A sequence which is homtopy equivalent to a fibration is a fibration

Question

Suppose we have a fibration $F\to E \to B$ and a sequence of maps $F'\to E' \to B'$ and suppose we have a map between these two sequences, which commutes up to homotopy and which is pointwise a homotopy equivalence (i.e each map $\bullet\to\bullet', \bullet\in\{F,E,B\}$ in the homotopy commutative map is a homotopy equivalence).

Is there any chance that then $F'\to E'\to B'$ is a homotopy fibration? We will obviously have the homotopy long exact sequence as if it were a homotopy fibration, but will it have the homotopy lifting property?

thanks in advance for your help and advice.

Answer 1

For an explicit counter-example, you can consider something like $$\require{AMScd}\begin{CD} \{1\} @>{\subseteq}>> I @>{=}>> I\\ @V{=}VV @V{i}VV @V{=}VV\\ \{\ast\} @>{\subseteq}>> CX @>{p}>> I \end{CD}. $$ Here, $CX=X\times I/X\times\{1\}$ is the cone over some space $X$, the map $i$ is given by $t\mapsto [x_0,t]$ for some basepoint $x_0\in X$ and the map $p$ is given by $[x,t]\mapsto t$. The squares strictly commute, the vertical maps are homotopy equivalences (the outer vertical maps are even identities) and the top row is clearly a fibration sequence, yet the bottom row is not necessarily so.
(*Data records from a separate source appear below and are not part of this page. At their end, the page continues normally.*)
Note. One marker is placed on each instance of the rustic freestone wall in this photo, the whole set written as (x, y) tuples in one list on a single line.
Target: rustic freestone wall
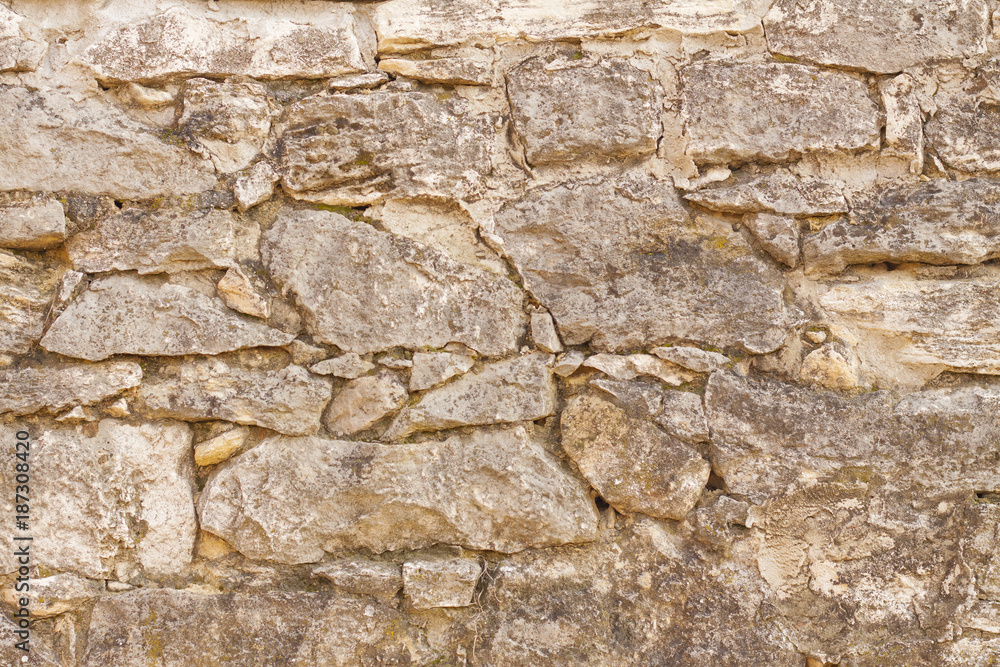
[(502, 333)]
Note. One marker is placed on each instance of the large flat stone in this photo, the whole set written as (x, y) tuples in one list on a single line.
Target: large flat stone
[(936, 222), (162, 241), (126, 314), (335, 149), (498, 490), (27, 289), (955, 323), (364, 290), (175, 628), (619, 265), (49, 141), (176, 44), (54, 387), (106, 493), (769, 437), (408, 25), (877, 36), (775, 112), (289, 400), (511, 390), (635, 466), (567, 111)]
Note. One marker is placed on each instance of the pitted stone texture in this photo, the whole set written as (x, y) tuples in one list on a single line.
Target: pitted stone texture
[(511, 390), (632, 464), (335, 149), (175, 45), (966, 134), (55, 387), (182, 628), (364, 290), (951, 322), (27, 289), (289, 400), (125, 314), (18, 51), (779, 192), (51, 142), (228, 121), (568, 111), (162, 241), (769, 437), (110, 490), (37, 224), (936, 222), (775, 112), (882, 37), (410, 25), (619, 265), (498, 490)]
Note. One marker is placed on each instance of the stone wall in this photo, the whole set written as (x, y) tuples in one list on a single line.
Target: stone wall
[(503, 333)]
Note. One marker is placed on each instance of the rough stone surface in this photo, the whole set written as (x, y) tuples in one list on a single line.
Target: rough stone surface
[(511, 390), (439, 148), (289, 400), (774, 112), (388, 497), (647, 278), (632, 464), (50, 142), (177, 44), (123, 314), (27, 390), (883, 37), (364, 290), (112, 492), (938, 222), (441, 582), (364, 402), (770, 437), (35, 225), (563, 111), (164, 241)]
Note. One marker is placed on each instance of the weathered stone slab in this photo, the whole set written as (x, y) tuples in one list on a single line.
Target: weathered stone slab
[(51, 142), (27, 289), (966, 134), (251, 630), (162, 241), (632, 464), (18, 51), (883, 37), (935, 222), (175, 45), (441, 582), (617, 264), (409, 25), (774, 112), (125, 314), (567, 111), (110, 491), (289, 400), (779, 192), (950, 322), (364, 290), (334, 149), (498, 490), (37, 224), (768, 437), (55, 387), (511, 390)]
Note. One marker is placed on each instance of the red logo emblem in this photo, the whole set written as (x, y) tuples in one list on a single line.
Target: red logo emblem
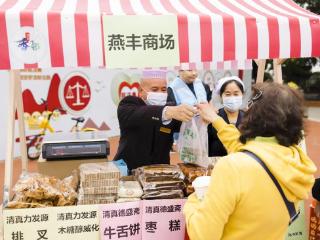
[(77, 93), (126, 89)]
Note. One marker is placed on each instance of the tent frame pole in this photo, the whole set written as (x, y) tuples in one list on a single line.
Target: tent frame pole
[(261, 66), (278, 70), (15, 102)]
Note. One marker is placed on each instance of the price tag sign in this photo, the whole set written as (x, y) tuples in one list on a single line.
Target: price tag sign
[(121, 221), (163, 219)]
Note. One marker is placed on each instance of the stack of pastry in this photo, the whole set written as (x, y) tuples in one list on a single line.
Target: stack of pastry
[(129, 189), (99, 183)]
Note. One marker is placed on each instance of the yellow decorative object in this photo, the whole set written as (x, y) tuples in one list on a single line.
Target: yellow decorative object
[(293, 85)]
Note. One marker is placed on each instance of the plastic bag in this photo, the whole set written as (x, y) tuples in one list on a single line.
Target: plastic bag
[(193, 142)]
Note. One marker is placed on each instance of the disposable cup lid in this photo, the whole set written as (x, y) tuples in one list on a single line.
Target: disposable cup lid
[(202, 181)]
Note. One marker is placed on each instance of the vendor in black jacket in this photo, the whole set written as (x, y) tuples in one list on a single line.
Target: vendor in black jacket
[(231, 90), (147, 125)]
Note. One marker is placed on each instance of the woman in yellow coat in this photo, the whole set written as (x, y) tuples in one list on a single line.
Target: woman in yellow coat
[(242, 201)]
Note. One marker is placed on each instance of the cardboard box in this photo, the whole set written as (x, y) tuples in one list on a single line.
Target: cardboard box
[(63, 168)]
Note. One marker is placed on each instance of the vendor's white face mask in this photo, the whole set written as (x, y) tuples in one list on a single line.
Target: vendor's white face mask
[(156, 98), (232, 103)]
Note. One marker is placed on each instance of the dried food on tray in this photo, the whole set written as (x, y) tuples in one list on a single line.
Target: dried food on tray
[(163, 185), (122, 200), (192, 171), (189, 189), (129, 189), (163, 194), (97, 171), (159, 172), (100, 183)]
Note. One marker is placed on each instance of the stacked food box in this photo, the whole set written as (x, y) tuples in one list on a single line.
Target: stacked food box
[(161, 181), (129, 189), (99, 183)]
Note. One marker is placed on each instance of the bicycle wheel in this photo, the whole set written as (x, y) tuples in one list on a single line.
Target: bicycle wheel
[(34, 151)]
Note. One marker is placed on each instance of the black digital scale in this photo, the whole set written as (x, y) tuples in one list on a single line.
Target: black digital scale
[(77, 145)]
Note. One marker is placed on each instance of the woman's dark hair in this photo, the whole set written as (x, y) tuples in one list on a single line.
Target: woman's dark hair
[(223, 87), (277, 112)]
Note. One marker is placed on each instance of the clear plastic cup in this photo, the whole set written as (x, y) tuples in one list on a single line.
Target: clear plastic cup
[(200, 185)]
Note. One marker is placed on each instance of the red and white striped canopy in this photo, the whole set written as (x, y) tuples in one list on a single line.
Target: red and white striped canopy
[(213, 33)]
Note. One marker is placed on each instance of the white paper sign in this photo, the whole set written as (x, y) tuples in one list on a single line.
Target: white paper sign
[(141, 41)]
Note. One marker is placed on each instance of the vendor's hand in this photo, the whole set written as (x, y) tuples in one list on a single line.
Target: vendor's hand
[(182, 112), (207, 112)]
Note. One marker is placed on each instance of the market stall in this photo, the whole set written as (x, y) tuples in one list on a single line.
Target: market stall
[(190, 34)]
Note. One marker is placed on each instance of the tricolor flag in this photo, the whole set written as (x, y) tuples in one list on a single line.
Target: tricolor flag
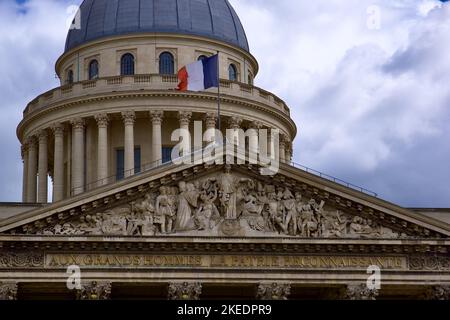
[(199, 75)]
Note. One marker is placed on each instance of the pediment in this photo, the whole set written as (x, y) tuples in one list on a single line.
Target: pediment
[(228, 201)]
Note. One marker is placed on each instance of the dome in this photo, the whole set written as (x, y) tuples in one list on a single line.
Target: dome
[(215, 19)]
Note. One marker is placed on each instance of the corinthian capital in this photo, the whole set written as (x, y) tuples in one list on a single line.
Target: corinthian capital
[(8, 291), (360, 292), (234, 122), (210, 120), (273, 291), (185, 117), (42, 134), (78, 123), (283, 140), (437, 293), (156, 116), (58, 129), (185, 291), (102, 120), (31, 142), (256, 125), (95, 291), (24, 151), (129, 117)]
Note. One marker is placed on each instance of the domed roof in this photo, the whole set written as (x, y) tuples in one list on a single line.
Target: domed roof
[(214, 19)]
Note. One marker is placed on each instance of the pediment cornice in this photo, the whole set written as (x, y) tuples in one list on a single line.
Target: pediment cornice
[(396, 222)]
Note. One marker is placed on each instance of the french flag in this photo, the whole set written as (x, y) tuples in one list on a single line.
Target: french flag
[(200, 75)]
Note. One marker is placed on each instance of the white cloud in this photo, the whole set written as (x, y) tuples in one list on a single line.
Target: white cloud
[(31, 39), (365, 100), (372, 106)]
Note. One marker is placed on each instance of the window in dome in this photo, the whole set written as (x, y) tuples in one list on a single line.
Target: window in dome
[(166, 63), (93, 70), (232, 72), (69, 77), (127, 65), (250, 79)]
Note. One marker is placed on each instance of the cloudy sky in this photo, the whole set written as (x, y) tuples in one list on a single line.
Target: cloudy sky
[(368, 83)]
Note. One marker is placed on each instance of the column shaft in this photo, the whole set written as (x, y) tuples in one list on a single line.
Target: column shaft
[(43, 168), (282, 148), (157, 118), (25, 172), (102, 158), (129, 118), (32, 170), (58, 172), (78, 157)]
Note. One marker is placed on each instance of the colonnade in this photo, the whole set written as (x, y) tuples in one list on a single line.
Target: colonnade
[(35, 151)]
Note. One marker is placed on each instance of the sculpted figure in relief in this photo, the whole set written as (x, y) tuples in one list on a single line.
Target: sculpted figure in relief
[(224, 204)]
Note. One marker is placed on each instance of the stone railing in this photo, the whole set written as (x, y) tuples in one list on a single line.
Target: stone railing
[(153, 82)]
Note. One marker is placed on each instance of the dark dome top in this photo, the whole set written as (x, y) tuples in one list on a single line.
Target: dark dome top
[(214, 19)]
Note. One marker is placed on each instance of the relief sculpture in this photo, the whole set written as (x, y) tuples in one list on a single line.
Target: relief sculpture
[(227, 205)]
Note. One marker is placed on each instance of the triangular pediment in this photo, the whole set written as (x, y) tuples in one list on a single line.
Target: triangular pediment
[(226, 201)]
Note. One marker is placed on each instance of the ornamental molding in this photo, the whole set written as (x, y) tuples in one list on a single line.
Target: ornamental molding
[(235, 100), (218, 201)]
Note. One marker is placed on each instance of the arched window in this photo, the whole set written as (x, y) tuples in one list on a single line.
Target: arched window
[(166, 63), (127, 65), (93, 70), (250, 79), (232, 72), (69, 76)]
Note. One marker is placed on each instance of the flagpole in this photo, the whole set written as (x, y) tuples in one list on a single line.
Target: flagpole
[(218, 92)]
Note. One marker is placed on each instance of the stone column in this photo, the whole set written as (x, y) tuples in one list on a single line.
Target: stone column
[(43, 167), (210, 120), (283, 141), (24, 152), (185, 291), (8, 291), (273, 291), (129, 118), (437, 293), (102, 151), (78, 156), (185, 119), (95, 291), (32, 170), (58, 174), (156, 118), (253, 141), (360, 292), (289, 153)]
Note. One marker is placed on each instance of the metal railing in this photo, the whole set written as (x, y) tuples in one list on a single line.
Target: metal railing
[(147, 82), (192, 155), (333, 179)]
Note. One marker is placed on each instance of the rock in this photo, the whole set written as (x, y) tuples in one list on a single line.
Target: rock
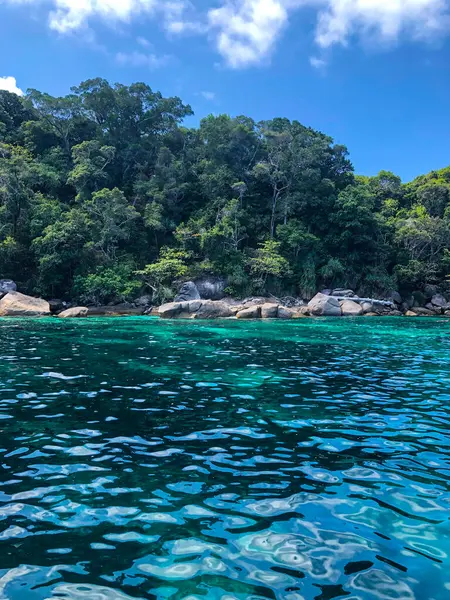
[(57, 305), (211, 309), (76, 311), (430, 290), (343, 293), (286, 313), (211, 288), (350, 308), (438, 300), (325, 306), (15, 304), (367, 307), (419, 298), (394, 296), (269, 311), (254, 301), (7, 285), (192, 306), (254, 312), (188, 292), (144, 301), (169, 310), (424, 312), (115, 310)]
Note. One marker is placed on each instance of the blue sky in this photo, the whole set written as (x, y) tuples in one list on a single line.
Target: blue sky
[(373, 74)]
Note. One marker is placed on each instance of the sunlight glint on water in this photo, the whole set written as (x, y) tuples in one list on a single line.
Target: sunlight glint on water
[(225, 460)]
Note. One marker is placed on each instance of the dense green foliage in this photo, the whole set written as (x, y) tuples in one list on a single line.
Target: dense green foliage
[(104, 193)]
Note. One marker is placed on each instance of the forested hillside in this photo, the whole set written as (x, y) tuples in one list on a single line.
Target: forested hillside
[(104, 193)]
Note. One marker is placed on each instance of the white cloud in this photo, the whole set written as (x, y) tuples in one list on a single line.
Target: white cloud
[(317, 63), (143, 42), (208, 96), (10, 85), (386, 20), (140, 59), (245, 32)]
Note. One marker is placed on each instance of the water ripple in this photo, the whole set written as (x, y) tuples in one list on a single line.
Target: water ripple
[(143, 459)]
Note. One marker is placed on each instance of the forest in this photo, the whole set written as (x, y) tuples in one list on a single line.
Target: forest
[(105, 194)]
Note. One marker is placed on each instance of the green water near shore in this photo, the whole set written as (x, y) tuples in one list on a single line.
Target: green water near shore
[(152, 459)]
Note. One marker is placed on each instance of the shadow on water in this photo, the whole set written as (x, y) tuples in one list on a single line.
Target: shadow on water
[(224, 460)]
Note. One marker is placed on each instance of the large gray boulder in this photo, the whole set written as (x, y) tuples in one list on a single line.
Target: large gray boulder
[(7, 285), (343, 293), (394, 296), (75, 312), (211, 309), (269, 310), (349, 308), (253, 312), (188, 292), (211, 288), (286, 313), (438, 300), (324, 306), (170, 310), (15, 304)]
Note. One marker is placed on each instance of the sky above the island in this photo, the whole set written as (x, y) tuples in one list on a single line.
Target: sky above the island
[(373, 74)]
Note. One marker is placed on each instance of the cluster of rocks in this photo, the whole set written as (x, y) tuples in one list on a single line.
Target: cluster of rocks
[(190, 303), (213, 309)]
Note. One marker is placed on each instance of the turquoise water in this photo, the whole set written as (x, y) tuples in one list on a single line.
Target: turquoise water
[(225, 460)]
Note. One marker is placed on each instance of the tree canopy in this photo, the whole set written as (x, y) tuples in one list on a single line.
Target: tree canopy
[(104, 192)]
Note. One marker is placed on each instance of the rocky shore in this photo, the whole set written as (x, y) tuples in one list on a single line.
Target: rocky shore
[(189, 305)]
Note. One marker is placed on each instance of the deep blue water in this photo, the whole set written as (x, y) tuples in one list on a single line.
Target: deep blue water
[(225, 460)]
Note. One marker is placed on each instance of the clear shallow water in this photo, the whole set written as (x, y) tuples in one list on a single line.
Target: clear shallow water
[(225, 460)]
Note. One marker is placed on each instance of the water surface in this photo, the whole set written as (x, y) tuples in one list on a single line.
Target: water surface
[(225, 460)]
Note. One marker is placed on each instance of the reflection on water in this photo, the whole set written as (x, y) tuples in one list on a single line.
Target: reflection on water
[(225, 460)]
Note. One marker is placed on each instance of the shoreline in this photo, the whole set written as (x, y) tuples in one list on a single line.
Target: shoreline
[(15, 304)]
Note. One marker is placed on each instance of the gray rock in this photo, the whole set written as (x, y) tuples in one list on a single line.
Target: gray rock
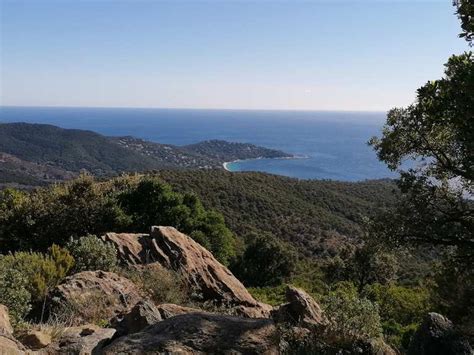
[(437, 336), (200, 333)]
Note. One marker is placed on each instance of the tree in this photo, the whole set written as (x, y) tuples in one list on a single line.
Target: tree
[(465, 12), (368, 263), (437, 135), (266, 261)]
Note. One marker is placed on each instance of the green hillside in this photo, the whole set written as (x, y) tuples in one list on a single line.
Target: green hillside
[(315, 216)]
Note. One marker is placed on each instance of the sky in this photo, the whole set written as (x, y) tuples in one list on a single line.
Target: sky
[(290, 55)]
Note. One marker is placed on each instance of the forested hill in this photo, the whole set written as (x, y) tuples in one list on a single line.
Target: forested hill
[(35, 154), (315, 216)]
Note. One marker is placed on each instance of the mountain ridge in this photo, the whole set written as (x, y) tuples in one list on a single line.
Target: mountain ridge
[(59, 153)]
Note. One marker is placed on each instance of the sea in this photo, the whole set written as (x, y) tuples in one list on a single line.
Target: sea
[(330, 145)]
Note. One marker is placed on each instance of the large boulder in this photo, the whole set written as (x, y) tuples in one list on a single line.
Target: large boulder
[(81, 340), (301, 309), (95, 295), (145, 313), (201, 333), (202, 272), (437, 336)]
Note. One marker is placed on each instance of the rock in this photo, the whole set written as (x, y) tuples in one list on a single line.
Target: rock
[(146, 313), (200, 333), (95, 295), (202, 272), (35, 339), (437, 336), (5, 326), (168, 310), (132, 249), (301, 309), (10, 346), (82, 340)]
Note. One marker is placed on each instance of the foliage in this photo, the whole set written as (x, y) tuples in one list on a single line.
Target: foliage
[(315, 217), (465, 12), (37, 219), (397, 335), (454, 291), (158, 284), (401, 310), (91, 253), (404, 305), (34, 220), (266, 261), (436, 136), (13, 293), (438, 131), (152, 202), (365, 263), (350, 317)]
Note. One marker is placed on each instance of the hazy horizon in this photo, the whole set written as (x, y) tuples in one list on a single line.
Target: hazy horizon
[(357, 56)]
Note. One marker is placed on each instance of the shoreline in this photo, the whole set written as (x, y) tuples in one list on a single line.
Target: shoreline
[(225, 164)]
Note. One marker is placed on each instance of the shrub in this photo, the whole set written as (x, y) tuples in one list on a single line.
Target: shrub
[(152, 202), (91, 253), (351, 318), (26, 278), (34, 220), (266, 261), (404, 305), (13, 293)]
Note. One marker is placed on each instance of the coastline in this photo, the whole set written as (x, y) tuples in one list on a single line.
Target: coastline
[(225, 164)]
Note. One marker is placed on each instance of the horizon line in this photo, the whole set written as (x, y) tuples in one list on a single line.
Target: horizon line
[(195, 108)]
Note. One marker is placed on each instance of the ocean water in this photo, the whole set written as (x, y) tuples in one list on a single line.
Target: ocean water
[(333, 144)]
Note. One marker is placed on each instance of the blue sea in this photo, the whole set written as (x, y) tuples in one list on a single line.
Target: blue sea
[(332, 143)]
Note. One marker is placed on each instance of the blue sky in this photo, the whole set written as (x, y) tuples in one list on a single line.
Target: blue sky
[(313, 55)]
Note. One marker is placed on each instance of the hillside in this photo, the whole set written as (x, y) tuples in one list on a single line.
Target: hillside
[(37, 154), (315, 216)]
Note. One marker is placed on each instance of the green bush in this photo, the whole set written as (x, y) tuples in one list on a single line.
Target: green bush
[(91, 253), (404, 305), (13, 293), (350, 318), (34, 220), (152, 202), (26, 278), (266, 261)]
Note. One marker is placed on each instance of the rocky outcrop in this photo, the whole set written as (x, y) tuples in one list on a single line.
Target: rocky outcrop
[(132, 249), (145, 313), (35, 339), (200, 333), (81, 340), (8, 344), (202, 272), (301, 309), (95, 294), (437, 336)]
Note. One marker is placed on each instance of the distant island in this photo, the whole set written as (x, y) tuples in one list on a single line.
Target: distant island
[(38, 154)]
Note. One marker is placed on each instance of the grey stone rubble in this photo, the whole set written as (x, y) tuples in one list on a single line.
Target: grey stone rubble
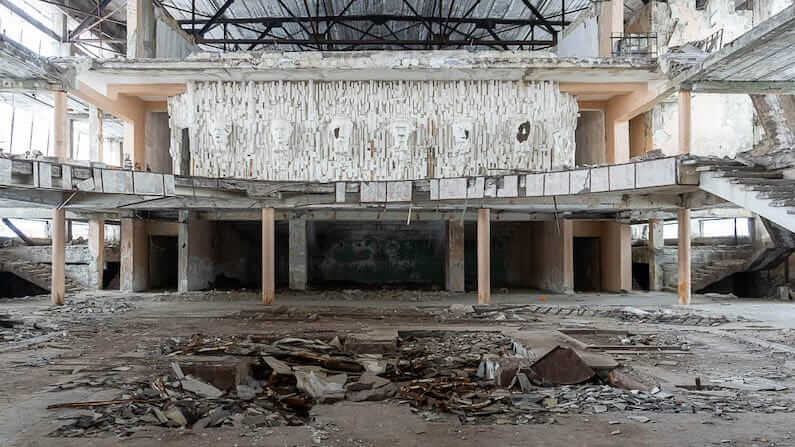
[(434, 371), (527, 312)]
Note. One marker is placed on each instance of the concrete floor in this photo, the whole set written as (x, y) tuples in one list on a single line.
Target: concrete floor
[(114, 339)]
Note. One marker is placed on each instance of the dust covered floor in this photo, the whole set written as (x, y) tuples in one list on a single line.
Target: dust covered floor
[(395, 368)]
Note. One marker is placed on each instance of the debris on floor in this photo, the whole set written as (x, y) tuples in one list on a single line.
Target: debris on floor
[(266, 380)]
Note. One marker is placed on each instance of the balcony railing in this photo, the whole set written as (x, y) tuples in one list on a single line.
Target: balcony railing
[(634, 44)]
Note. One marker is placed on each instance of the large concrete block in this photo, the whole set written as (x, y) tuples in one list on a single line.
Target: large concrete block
[(476, 187), (169, 187), (372, 192), (45, 175), (556, 183), (434, 187), (622, 177), (148, 183), (580, 181), (652, 173), (509, 187), (116, 181), (452, 188), (534, 185), (600, 179), (99, 184), (398, 191)]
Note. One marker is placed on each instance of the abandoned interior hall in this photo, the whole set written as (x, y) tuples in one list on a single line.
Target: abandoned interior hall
[(397, 222)]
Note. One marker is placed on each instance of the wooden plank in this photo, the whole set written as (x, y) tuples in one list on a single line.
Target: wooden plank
[(684, 256), (268, 257), (484, 256)]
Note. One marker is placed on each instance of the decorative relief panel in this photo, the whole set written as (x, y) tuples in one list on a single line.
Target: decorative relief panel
[(373, 130)]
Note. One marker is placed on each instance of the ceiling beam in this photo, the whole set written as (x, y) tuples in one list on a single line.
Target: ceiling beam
[(89, 21), (28, 18), (378, 18), (217, 16)]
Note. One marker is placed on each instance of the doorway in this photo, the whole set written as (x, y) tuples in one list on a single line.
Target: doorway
[(587, 264)]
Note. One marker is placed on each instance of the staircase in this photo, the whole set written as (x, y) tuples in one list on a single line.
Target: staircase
[(762, 191), (733, 260), (35, 273)]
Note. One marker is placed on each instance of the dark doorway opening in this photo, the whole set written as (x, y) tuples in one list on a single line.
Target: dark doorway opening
[(12, 286), (640, 276), (110, 275), (163, 262), (587, 264), (376, 254)]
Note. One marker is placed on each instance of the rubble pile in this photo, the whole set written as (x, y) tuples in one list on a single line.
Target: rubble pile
[(525, 312), (266, 380), (91, 305), (15, 330)]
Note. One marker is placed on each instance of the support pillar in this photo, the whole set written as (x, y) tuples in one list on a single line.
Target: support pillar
[(685, 121), (141, 41), (298, 254), (95, 133), (196, 249), (60, 123), (134, 274), (58, 278), (656, 252), (684, 256), (96, 249), (268, 257), (484, 256), (454, 259)]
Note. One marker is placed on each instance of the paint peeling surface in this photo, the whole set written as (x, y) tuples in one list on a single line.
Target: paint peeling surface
[(373, 130)]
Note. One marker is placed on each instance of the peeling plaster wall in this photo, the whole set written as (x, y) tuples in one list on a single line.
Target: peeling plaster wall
[(722, 124), (373, 130)]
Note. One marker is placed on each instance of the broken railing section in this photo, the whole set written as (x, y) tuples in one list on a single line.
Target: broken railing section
[(86, 177), (49, 174)]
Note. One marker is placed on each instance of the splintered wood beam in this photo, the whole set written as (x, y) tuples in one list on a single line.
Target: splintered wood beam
[(18, 232), (58, 284)]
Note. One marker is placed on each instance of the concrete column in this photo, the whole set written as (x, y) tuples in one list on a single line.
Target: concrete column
[(656, 252), (484, 256), (611, 21), (95, 133), (134, 275), (268, 257), (134, 139), (616, 257), (58, 278), (60, 123), (298, 254), (196, 249), (685, 121), (567, 258), (96, 249), (141, 42), (454, 259), (684, 256)]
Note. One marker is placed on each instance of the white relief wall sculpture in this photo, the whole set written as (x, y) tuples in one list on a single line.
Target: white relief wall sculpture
[(373, 130)]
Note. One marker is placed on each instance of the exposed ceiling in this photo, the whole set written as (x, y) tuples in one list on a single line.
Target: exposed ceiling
[(374, 24)]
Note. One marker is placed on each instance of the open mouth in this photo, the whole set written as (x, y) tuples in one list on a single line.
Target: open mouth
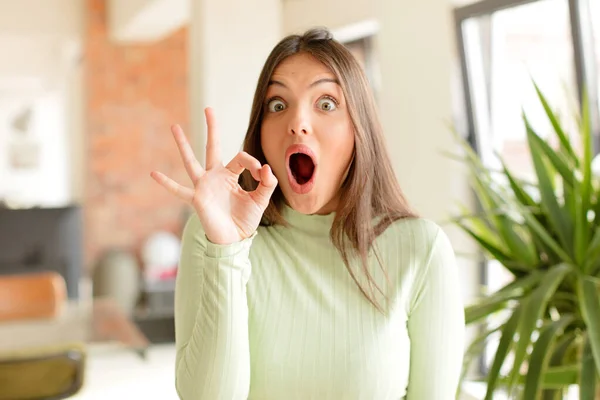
[(301, 168)]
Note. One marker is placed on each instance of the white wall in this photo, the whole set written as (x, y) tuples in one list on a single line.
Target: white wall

Indeed, a fibration over a path-connected base has homotopy-equivalent fibers, yet the fiber of $p$ over $1$ is the cone point $\{\ast\}$ whereas the fiber of $p$ over any $t<1$ is a homeomorphic copy of $X$, so it suffices to choose a non-contractible $X$ to get a counter-example.

Answer 2

Let $B$ be a CW-complex, and consider the model structure on the slice category $\mathsf{Top}/B$ induced from one on $\mathsf{Top}$. Suppose given any map $p'\colon E'\to B$, with $E'$ a CW-complex as well. We can fibrantly replace $p'$ in $\mathsf{Top}/B$, giving us a fibration $p\colon E\to B$ and a trivial cofibration $i\colon E'\to E$ such that $p'=pi$. Since $E$ is then also a CW-complex and $i$ is a weak equivalence, we find that $i$ is a homotopy equivalence in $\mathsf{Top}/B$, i.e. a fiberwise homotopy equivalence. In particular, we get a homotopy equivalence $F'\to F$ between the generic fibers of $p$ and $p'$. This homotopy equivalence $F'\to F$ commutes with $i$ in an appropriate sense (for instance, if there is a preferred point $b\in B$, we can just take $F'=E'_b$ and $F=E_b$, then we have strict commutativity). But $p'$ need not be a fibration in general. This means that in the situation of your question, it is generally not true that $F'\to E'\to B'$ will be a fibration sequence.